I will perform a first 10-folds cross validation on my train set for tuning the neural network.

Then I will perform a 10-folds cross validation on my train set for tuning the svm.

And I will compare the performances of each best model on my test set.

I was wondering if it was theoretically an issue that the 10-folds (randomly built) were not the same in the tuning of both algorithms.

I think that this should not be a problem because the result of the tuning should be robust to the choice of the folds. But it is apparantly not the case (I've read that about knn, with tune.knn of e1071 package in R).

If we have to fix the splits before tuning, do you know how to do so in R ? I haven't found the right option for the tune function of e1071 package.

Is caret a better package relatively to this point ? Since it seems possible to repeat 10-folds cross validation when tuning, I think that might make the results of the tuning more robust and the comparison of different models more legitimate.

Thanks for your insight

Best Answer

The results will be sensitive to the splits, so you should compare models on the same partitioning of the data.
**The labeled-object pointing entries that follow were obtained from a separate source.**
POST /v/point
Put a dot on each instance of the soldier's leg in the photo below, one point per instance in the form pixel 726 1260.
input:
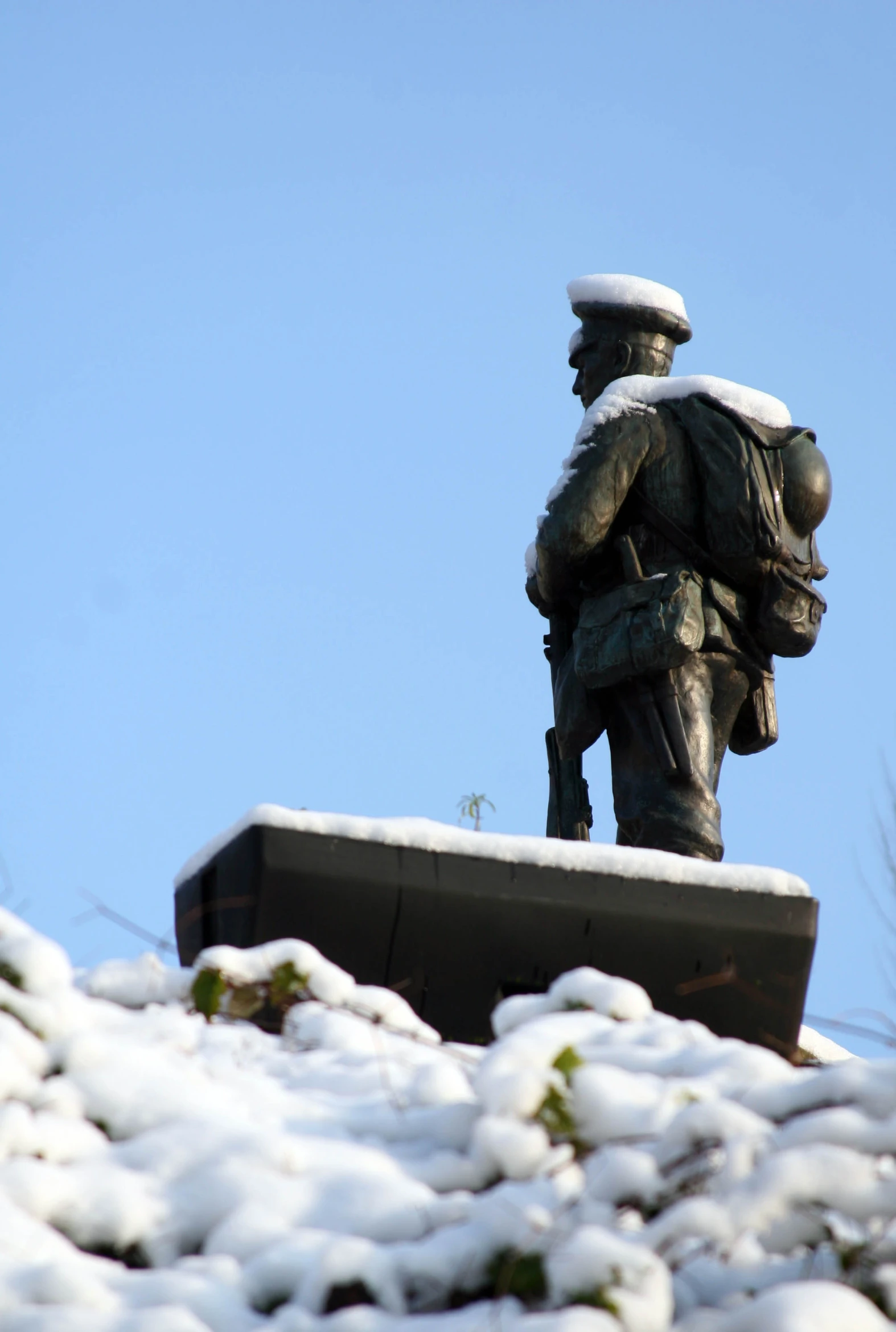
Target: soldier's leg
pixel 674 813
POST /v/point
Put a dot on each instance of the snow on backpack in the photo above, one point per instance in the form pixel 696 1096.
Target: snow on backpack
pixel 765 493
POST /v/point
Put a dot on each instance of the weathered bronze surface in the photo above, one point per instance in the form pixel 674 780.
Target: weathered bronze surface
pixel 677 669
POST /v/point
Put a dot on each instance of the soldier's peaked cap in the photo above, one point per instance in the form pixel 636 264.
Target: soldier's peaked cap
pixel 618 297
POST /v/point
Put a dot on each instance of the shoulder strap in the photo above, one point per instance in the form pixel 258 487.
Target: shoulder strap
pixel 704 561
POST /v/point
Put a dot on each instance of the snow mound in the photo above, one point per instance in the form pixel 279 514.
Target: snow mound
pixel 642 393
pixel 635 390
pixel 445 838
pixel 623 289
pixel 167 1166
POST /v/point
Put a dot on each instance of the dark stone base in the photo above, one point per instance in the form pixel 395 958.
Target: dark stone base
pixel 454 934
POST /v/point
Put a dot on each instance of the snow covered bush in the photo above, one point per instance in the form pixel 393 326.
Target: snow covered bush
pixel 167 1166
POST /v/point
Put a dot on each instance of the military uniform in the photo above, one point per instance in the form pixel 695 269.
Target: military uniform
pixel 643 475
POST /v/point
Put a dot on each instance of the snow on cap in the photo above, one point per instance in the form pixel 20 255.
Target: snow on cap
pixel 598 297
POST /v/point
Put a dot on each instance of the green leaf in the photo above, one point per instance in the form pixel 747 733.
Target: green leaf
pixel 517 1274
pixel 245 1001
pixel 14 977
pixel 556 1115
pixel 207 993
pixel 568 1062
pixel 287 984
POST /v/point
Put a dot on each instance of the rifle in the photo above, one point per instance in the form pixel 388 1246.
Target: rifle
pixel 569 812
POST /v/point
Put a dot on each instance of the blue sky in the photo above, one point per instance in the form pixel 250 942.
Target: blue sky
pixel 284 383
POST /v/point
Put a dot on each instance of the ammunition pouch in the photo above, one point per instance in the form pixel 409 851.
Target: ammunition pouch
pixel 755 726
pixel 788 616
pixel 638 629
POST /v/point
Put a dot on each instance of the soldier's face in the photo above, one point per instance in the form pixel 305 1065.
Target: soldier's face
pixel 601 365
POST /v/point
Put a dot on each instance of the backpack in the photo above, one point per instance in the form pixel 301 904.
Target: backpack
pixel 741 468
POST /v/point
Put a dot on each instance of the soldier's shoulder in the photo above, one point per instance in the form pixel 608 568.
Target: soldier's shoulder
pixel 605 428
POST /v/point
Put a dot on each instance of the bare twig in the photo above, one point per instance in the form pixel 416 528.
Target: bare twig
pixel 100 909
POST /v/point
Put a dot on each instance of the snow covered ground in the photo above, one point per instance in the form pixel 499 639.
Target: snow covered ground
pixel 599 1166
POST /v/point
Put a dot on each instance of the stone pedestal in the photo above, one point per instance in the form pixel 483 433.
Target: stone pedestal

Compare these two approaches:

  1. Approach 1 will compare two models, but use the same CV partitioning.
  2. Approach 2 will compare two models, but the first model will have a different CV partitioning than second.

We'd like to select the best model. The problem with approach 2 is that the difference in performance between the two models will come from two different sources: (a) the differences between the two folds and (b) the differences between the algorithms themselves (say, random forest and logistic regression). If one model out-performs the other, we won't know if that difference in performance is entirely, partially, or not at all due to the differences in the two CV partitions. On the other hand, any difference in performance using approach 1 cannot be due to differences in how the data were partitioned, because the partitions are identical.

To fix the partioning, use cvTools to create your (repeated) CV partitions and store the results.